Tuesday, February 06, 2007

US Confirms Establishment of An African Command In Effort To Secure Future Oil, Gas Supplies

As a prominent counter move against China's increasing presence, and influence, across Africa, the Pentagon is already well underway to establishing a new African Command, despite the Department of Defence's announcement (below) that it is something they've only just come up with.

With the increasing power and spread of jihadists across Africa, the chaos in Somalia threatening to tip over into Ethiopia, and the endless attacks and kidnappings launched on oil platforms, pipelines and international workers in Nigeria, the US can hardly afford not to pour thousands of permanent soldiers, special forces, diplomats and spies into the region.

A recent White House national energy policy paper predicted that Africa would become "one of the fastest growing sources of oil and gas" for future American markets, as they try to break free of their "addiction" to Middle East oil.

But China has moved fast and decisively in Africa, showering development money and spreading bribes far and wide to niche up their own increasing energy demands, which will only grow in the next decade.

The question now is whether the United States has left their move into Africa too late to get their hands on the best quality, and easiest to harvest, oil and gas reserves.

From the US Department of Defence :
The U.S. military will establish a separate U.S. Africa Command to oversee military operations on the African continent, Defense Secretary Robert M. Gates announced during Congressional testimony today.
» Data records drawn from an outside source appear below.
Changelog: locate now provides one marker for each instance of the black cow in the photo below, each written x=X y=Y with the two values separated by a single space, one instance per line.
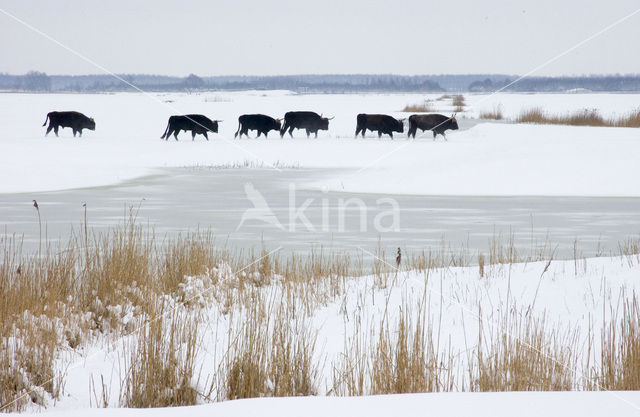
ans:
x=196 y=123
x=259 y=122
x=73 y=119
x=437 y=123
x=308 y=120
x=381 y=122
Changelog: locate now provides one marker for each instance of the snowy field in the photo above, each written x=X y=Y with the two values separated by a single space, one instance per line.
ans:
x=575 y=299
x=485 y=159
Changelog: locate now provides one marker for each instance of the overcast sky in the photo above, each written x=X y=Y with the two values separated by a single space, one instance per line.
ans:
x=179 y=37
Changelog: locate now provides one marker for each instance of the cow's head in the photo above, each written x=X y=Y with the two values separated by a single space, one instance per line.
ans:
x=324 y=123
x=453 y=123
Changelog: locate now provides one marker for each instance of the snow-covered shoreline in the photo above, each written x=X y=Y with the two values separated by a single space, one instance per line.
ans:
x=487 y=159
x=578 y=297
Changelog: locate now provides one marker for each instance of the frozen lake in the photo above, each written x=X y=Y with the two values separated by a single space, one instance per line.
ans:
x=178 y=200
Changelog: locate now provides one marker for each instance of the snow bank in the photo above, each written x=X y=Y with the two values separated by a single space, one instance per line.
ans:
x=521 y=404
x=573 y=295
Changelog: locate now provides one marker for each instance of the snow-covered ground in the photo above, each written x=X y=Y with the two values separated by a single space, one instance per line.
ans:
x=574 y=297
x=521 y=404
x=487 y=159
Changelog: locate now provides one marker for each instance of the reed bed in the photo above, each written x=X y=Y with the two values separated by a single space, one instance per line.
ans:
x=128 y=283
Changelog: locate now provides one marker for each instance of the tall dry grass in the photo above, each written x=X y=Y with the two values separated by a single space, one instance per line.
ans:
x=424 y=107
x=620 y=356
x=112 y=283
x=162 y=369
x=458 y=101
x=585 y=117
x=523 y=355
x=270 y=355
x=495 y=114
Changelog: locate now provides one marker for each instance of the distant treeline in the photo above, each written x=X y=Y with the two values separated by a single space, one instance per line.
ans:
x=40 y=81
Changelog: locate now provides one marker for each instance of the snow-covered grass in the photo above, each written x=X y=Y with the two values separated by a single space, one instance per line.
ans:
x=487 y=159
x=202 y=326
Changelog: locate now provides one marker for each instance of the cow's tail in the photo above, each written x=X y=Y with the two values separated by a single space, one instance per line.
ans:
x=166 y=130
x=239 y=127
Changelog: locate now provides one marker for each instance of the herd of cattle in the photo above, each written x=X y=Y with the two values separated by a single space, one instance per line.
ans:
x=311 y=122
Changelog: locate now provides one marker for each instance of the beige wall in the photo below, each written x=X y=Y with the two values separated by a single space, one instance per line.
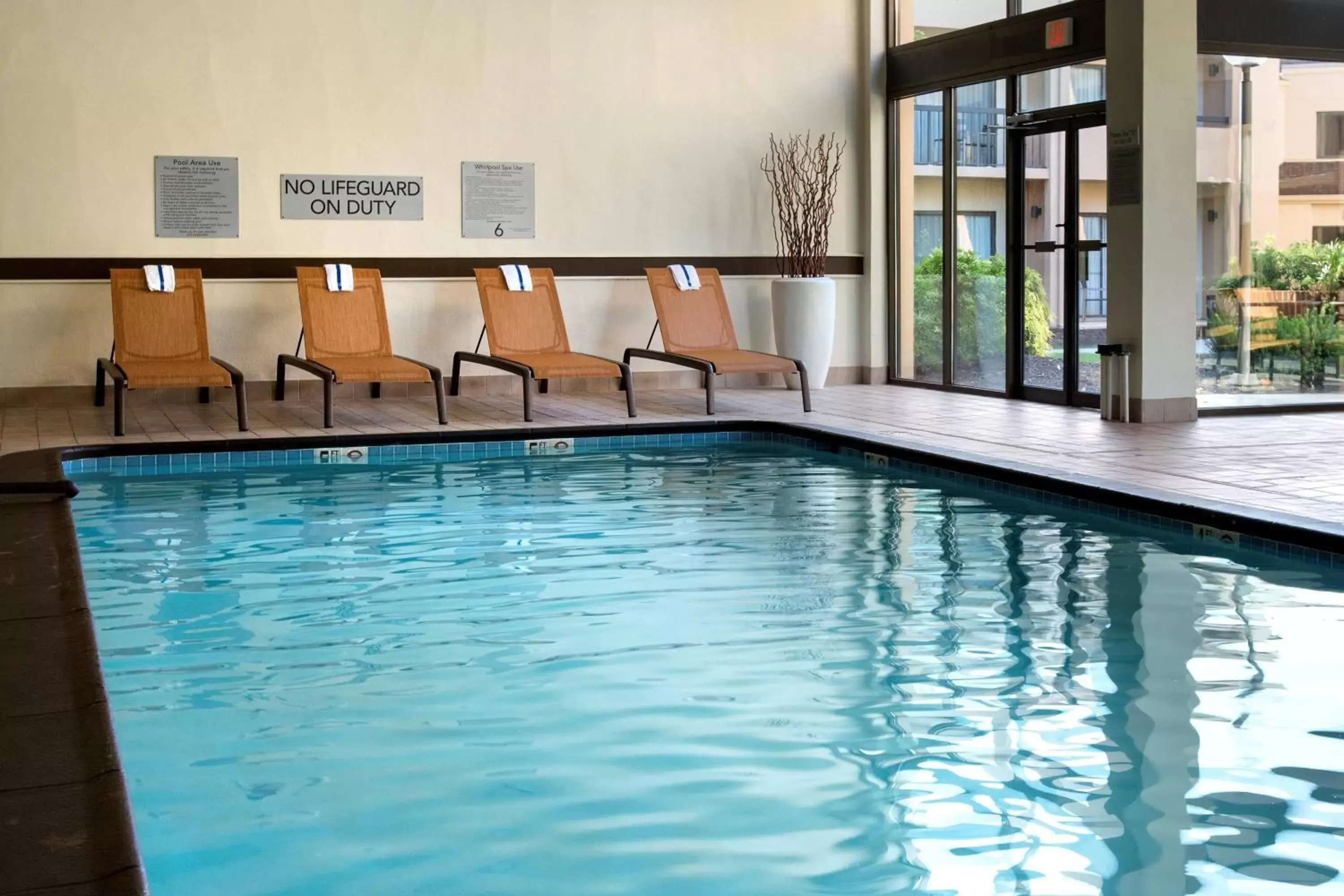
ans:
x=646 y=143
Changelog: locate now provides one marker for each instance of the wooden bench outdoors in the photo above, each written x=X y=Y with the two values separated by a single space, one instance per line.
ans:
x=1264 y=335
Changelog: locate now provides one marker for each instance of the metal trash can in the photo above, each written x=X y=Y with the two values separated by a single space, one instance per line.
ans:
x=1115 y=367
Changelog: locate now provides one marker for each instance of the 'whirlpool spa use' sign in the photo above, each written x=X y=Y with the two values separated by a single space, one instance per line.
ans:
x=351 y=198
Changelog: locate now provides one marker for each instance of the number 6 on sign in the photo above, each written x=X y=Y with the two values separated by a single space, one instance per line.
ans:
x=499 y=201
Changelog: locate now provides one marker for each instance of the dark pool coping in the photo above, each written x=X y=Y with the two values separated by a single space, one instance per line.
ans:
x=65 y=814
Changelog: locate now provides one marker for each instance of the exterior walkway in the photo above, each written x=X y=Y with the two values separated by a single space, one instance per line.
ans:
x=1291 y=464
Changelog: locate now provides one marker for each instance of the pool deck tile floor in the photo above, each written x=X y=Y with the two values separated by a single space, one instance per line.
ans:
x=1281 y=464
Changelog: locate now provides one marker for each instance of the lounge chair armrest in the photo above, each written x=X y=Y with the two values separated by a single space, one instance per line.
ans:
x=490 y=361
x=433 y=371
x=668 y=358
x=113 y=370
x=312 y=367
x=233 y=371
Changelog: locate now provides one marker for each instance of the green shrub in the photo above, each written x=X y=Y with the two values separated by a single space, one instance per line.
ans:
x=980 y=311
x=1308 y=268
x=1318 y=335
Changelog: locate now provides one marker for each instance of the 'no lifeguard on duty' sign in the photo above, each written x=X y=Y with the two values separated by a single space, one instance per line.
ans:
x=351 y=198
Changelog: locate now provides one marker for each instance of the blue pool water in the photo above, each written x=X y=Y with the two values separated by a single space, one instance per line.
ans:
x=726 y=671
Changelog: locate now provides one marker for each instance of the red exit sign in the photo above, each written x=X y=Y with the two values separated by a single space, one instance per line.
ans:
x=1060 y=34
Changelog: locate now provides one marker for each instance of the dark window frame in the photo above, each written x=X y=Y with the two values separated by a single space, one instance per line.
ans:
x=1330 y=129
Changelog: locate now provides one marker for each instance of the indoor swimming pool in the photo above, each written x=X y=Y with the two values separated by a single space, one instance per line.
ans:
x=733 y=667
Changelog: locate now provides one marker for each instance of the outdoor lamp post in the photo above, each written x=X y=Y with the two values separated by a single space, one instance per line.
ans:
x=1244 y=228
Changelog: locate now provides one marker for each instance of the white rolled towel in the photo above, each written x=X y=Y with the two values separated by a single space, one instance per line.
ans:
x=518 y=279
x=340 y=279
x=687 y=279
x=160 y=279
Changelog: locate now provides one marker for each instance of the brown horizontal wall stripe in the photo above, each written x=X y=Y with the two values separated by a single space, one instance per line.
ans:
x=97 y=269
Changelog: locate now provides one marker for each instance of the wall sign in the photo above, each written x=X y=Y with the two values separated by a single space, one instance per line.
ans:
x=1125 y=167
x=197 y=197
x=499 y=201
x=351 y=198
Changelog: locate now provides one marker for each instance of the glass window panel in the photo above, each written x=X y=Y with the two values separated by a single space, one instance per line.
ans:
x=1269 y=330
x=933 y=18
x=980 y=288
x=1093 y=307
x=920 y=295
x=1064 y=86
x=1330 y=135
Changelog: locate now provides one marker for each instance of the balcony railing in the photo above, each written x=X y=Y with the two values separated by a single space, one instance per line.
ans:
x=1037 y=150
x=980 y=138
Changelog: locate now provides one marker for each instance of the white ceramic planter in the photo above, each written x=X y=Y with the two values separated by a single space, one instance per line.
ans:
x=806 y=324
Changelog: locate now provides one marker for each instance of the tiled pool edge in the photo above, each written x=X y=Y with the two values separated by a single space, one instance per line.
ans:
x=77 y=836
x=1279 y=535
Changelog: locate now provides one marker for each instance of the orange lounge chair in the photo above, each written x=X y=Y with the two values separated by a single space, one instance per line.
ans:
x=698 y=334
x=527 y=338
x=160 y=342
x=349 y=342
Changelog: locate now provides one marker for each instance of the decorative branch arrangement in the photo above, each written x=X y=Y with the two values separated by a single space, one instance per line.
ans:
x=803 y=177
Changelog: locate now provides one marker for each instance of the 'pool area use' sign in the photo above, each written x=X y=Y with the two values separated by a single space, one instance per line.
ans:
x=197 y=197
x=351 y=198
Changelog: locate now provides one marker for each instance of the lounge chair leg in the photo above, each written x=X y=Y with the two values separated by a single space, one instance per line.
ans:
x=628 y=386
x=328 y=404
x=119 y=408
x=440 y=400
x=241 y=398
x=807 y=390
x=457 y=373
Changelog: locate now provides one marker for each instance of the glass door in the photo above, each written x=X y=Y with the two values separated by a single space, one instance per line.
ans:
x=1060 y=229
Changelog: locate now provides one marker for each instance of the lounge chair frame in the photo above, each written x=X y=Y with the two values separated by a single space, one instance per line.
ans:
x=108 y=367
x=707 y=367
x=330 y=378
x=526 y=373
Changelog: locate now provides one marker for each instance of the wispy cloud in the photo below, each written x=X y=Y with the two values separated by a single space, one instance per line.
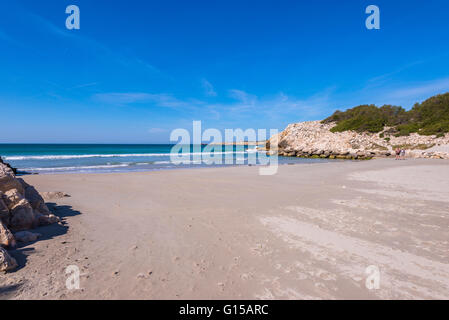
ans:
x=421 y=90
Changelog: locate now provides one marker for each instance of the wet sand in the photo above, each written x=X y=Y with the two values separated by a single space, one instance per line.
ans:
x=308 y=232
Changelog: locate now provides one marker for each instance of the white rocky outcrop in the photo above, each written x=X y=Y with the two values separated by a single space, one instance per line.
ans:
x=314 y=139
x=21 y=208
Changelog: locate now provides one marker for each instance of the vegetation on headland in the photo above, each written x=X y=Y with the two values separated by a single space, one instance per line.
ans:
x=430 y=117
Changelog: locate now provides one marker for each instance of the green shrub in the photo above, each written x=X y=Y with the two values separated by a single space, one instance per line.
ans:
x=430 y=117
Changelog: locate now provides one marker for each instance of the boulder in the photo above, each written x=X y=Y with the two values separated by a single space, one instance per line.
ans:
x=7 y=263
x=34 y=198
x=22 y=216
x=8 y=180
x=26 y=236
x=12 y=197
x=6 y=237
x=4 y=211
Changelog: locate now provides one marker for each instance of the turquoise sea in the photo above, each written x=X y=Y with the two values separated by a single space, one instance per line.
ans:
x=102 y=158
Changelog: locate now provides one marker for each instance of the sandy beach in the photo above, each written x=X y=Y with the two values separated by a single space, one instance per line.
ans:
x=308 y=232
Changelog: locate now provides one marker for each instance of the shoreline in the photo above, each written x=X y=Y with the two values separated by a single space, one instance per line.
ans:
x=308 y=232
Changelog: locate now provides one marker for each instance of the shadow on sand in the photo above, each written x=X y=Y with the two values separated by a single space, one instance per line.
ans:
x=23 y=250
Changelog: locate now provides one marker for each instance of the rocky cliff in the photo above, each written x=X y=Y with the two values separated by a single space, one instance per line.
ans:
x=21 y=208
x=315 y=139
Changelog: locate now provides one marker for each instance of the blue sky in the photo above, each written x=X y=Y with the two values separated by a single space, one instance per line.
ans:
x=138 y=69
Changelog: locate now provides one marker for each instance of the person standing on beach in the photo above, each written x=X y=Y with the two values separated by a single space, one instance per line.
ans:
x=398 y=153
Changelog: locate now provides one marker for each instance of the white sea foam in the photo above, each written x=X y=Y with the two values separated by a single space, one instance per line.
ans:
x=82 y=156
x=77 y=168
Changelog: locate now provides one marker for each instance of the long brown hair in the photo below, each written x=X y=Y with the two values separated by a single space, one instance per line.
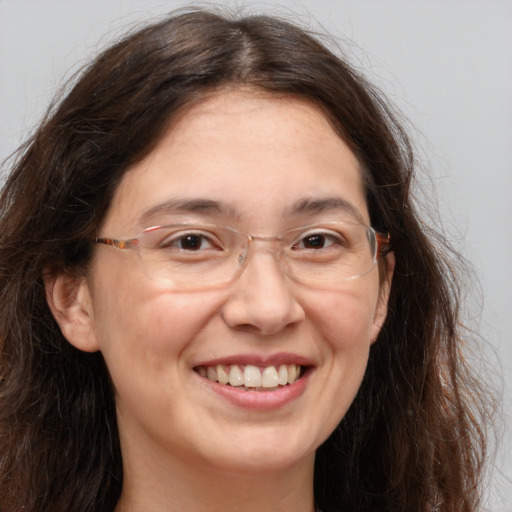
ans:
x=414 y=436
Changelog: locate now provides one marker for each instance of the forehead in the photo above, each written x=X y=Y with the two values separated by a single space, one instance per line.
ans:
x=252 y=153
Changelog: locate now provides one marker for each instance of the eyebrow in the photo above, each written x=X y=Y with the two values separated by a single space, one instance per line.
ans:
x=312 y=205
x=199 y=205
x=303 y=206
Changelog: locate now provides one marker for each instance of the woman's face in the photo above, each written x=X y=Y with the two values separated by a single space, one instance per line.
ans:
x=248 y=161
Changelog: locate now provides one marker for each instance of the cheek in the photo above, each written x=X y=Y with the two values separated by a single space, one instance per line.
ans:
x=141 y=327
x=345 y=318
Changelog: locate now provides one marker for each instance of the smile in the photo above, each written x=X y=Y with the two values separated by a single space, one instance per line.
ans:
x=250 y=377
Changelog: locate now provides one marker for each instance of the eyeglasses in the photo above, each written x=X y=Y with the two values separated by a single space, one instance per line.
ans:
x=198 y=256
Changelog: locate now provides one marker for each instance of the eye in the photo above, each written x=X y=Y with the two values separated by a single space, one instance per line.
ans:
x=319 y=240
x=194 y=242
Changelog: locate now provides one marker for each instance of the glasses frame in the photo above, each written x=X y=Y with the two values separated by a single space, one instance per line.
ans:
x=382 y=242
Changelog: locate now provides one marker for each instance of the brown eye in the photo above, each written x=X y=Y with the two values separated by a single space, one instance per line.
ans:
x=193 y=242
x=315 y=241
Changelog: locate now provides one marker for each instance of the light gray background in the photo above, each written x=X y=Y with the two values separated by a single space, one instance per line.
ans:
x=447 y=64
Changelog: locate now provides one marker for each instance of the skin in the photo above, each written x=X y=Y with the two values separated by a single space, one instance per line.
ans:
x=185 y=446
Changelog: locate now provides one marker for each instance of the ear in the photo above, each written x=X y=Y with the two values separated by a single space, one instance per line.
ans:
x=69 y=300
x=381 y=311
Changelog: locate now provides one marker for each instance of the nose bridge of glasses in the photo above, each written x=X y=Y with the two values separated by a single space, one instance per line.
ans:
x=271 y=245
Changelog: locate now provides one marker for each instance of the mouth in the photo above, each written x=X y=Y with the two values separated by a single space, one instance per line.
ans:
x=252 y=378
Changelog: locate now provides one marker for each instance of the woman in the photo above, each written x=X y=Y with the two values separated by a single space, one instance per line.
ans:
x=217 y=295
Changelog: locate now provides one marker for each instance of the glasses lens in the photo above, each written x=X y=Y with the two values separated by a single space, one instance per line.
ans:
x=198 y=256
x=191 y=256
x=331 y=252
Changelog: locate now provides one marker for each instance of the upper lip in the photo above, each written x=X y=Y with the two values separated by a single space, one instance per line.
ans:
x=259 y=360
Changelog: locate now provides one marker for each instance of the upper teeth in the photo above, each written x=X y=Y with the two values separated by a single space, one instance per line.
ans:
x=251 y=376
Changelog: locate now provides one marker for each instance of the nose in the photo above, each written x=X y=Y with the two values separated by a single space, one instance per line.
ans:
x=262 y=299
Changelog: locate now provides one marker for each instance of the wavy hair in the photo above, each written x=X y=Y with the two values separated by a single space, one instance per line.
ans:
x=413 y=439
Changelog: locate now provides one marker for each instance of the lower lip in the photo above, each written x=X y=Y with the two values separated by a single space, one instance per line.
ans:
x=260 y=400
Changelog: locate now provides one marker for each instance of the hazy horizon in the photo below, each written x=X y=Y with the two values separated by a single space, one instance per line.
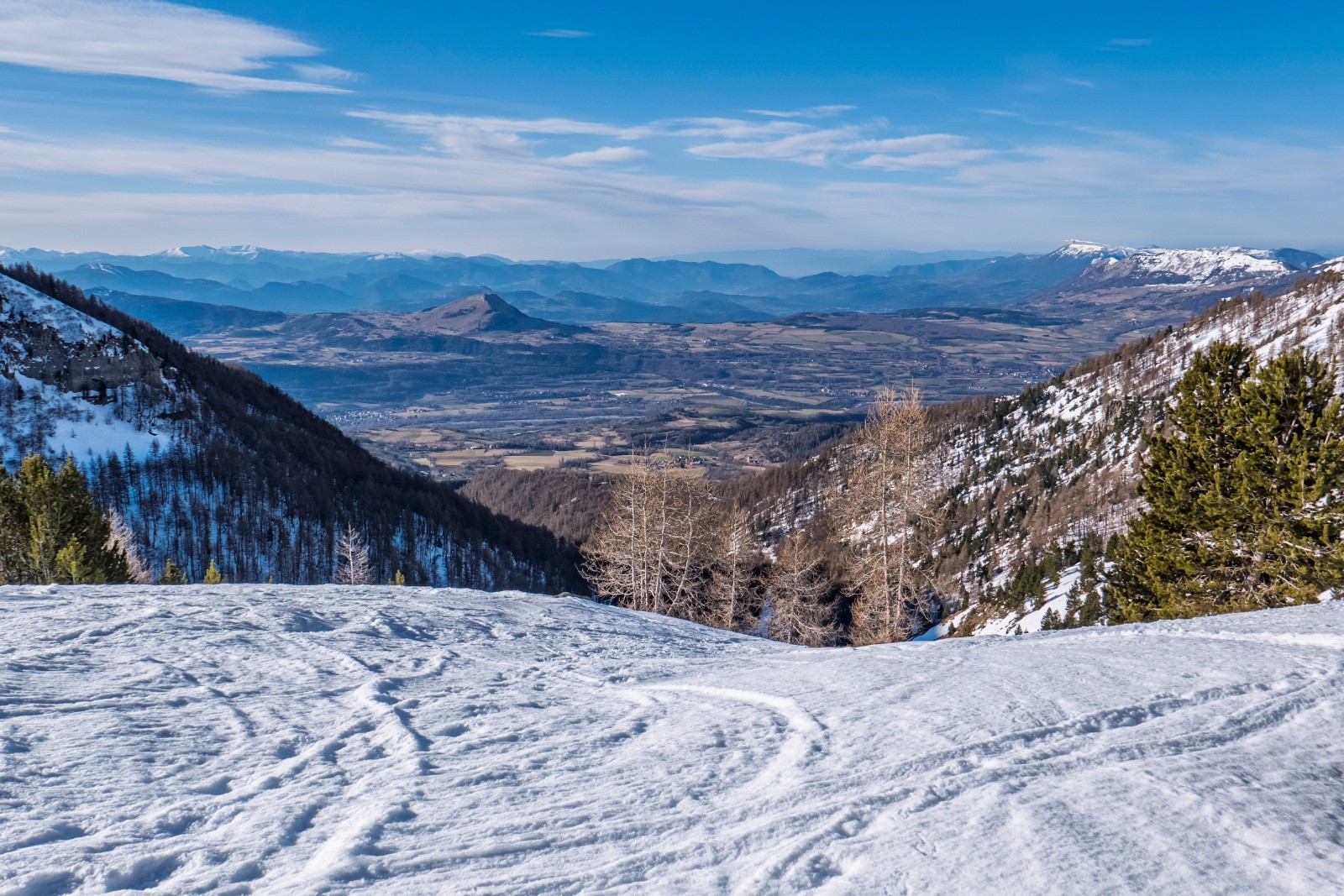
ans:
x=613 y=132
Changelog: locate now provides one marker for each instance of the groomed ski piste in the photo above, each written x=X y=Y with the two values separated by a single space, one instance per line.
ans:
x=401 y=741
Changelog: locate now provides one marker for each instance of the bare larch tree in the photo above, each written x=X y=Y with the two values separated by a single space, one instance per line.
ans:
x=887 y=517
x=351 y=558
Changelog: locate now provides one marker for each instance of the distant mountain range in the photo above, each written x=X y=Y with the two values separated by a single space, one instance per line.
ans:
x=642 y=291
x=210 y=464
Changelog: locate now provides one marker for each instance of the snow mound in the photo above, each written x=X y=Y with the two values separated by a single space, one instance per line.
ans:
x=405 y=741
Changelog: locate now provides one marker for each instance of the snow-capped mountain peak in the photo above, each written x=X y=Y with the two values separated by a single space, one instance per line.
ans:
x=1086 y=249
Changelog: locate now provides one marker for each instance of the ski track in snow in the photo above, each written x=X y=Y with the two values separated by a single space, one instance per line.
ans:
x=307 y=741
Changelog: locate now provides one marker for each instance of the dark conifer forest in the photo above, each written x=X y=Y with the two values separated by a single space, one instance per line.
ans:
x=255 y=481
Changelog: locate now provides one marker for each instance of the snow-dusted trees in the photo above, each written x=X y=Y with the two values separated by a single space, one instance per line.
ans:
x=795 y=590
x=351 y=558
x=886 y=517
x=120 y=537
x=655 y=546
x=53 y=531
x=1243 y=492
x=737 y=557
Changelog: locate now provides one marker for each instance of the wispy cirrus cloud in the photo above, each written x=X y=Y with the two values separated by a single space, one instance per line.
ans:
x=851 y=145
x=815 y=112
x=160 y=40
x=470 y=136
x=1231 y=191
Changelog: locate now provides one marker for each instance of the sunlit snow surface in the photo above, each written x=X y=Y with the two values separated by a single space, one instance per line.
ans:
x=398 y=741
“The president has decided to stand-up a new unified, combatant command, Africa Command, to oversee security cooperation, building partnership capability, defense support to non-military missions, and, if directed, military operations on the African continent,” Gates said in testimony before the Senate Armed Services Committee.

The command will enable the U.S. military to have a more effective and integrated approach than the current command setup, Gates said.

Responsibility for operations on the African continent is currently divided among three combatant commands: U.S. European Command, which has responsibility for most of the nations in the African mainland except in the Horn of Africa; U.S. Central Command, which has responsibility for Egypt, Sudan, Eritrea, Ethiopia, Djibouti, Somalia and Kenya; and U.S. Pacific Command, which has responsibility for Madagascar, the Seychelles and the Indian Ocean area off the African coast.

Gates called this arrangement an “outdated arrangement left over from the Cold War.”

He added that DoD will consult closely with Congress and European and African allies to implement the effort.